# Stratified Train/Test-split in scikit-learn

|

👻 Check our latest review to choose the best laptop for Machine Learning engineers and Deep learning tasks!

I need to split my data into a training set (75%) and test set (25%). I currently do that with the code below:

``````X, Xt, userInfo, userInfo_train = sklearn.cross_validation.train_test_split(X, userInfo)
``````

However, I"d like to stratify my training dataset. How do I do that? I"ve been looking into the `StratifiedKFold` method, but doesn"t let me specifiy the 75%/25% split and only stratify the training dataset.

👻 Read also: what is the best laptop for engineering students?

## Stratified Train/Test-split in scikit-learn split: Questions

How do you split a list into evenly sized chunks?

By jespern

I have a list of arbitrary length, and I need to split it up into equal size chunks and operate on it.
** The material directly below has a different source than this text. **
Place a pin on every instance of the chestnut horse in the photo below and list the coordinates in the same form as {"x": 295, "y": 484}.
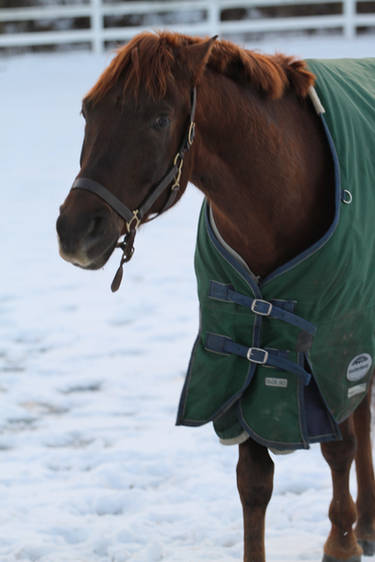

There are some obvious ways to do this, like keeping a counter and two lists, and when the second list fills up, add it to the first list and empty the second list for the next round of data, but this is potentially extremely expensive.

I was wondering if anyone had a good solution to this for lists of any length, e.g. using generators.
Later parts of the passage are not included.